6-2 スペインの包括的な最初の報告の検討プロセスの概観

(1) 検討プロセスの概要

 スペインは、障害者権利条約の締約国の中でも早い時期に包括的な最初の報告の検討プロセスが進んだ国である。国連障害者権利委員会の最終見解は2011年9月23日に採択されたが、これは全締約国の中でチュニジアに次いで2番目に採択された最終見解であった。

スペイン政府からの包括的な最初の報告は、2010年7月1日に国連障害者権利委員会に提出された。その後、2011年4月11日~15日に開催された国連障害者権利委員会第5会期で事前質問事項の検討が行われ、2011年6月20日に国連障害者権利委員会から事前質問事項が発表された。スペイン政府は2011年7月8日51に事前質問事項への政府回答を国連障害者権利委員会に提出した。その後、2011年9月19日~23日に開催された国連障害者権利委員会第6会期での建設的対話を含む審査を経て、第6会期最終日の9月23日52に国連障害者権利委員会の最終見解が採択された。

(2) 国連障害者権利委員会へのレポート提出状況

(1)に示した検討プロセスにおけるスペイン政府と国連障害者権利委員会との文書のやりとり、並びにスペインの関係機関・団体から国連障害者権利委員会へのレポート提出状況を図表6-2に示す。

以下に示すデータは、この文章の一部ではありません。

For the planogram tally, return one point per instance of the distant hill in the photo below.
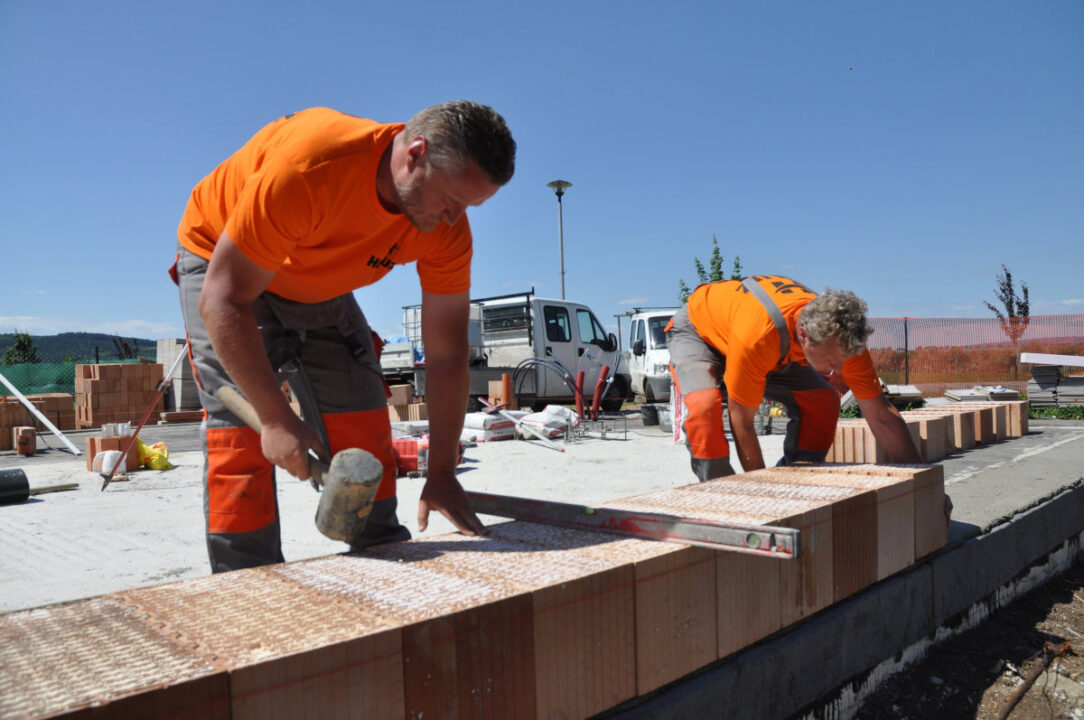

スペインに関して国連障害者権利委員会ウェブサイトに掲載されているレポート・文書類は、スペイン政府から国連障害者権利委員会に提出されたものと委員会側から発表されたもののみで、市民社会から提出されたレポート類は掲載されていない。そこで、インターネットで関連するレポート類を検索したところ、独立した仕組みであるスペイン障害者代表委員会(CERMI)のレポートが見つかった53。スペイン障害者代表委員会は、スペイン政府の包括的な最初の報告が提出された直後から国連障害者権利委員会が事前質問事項をまとめるまでの約1年間に、3つのレポートを作成している。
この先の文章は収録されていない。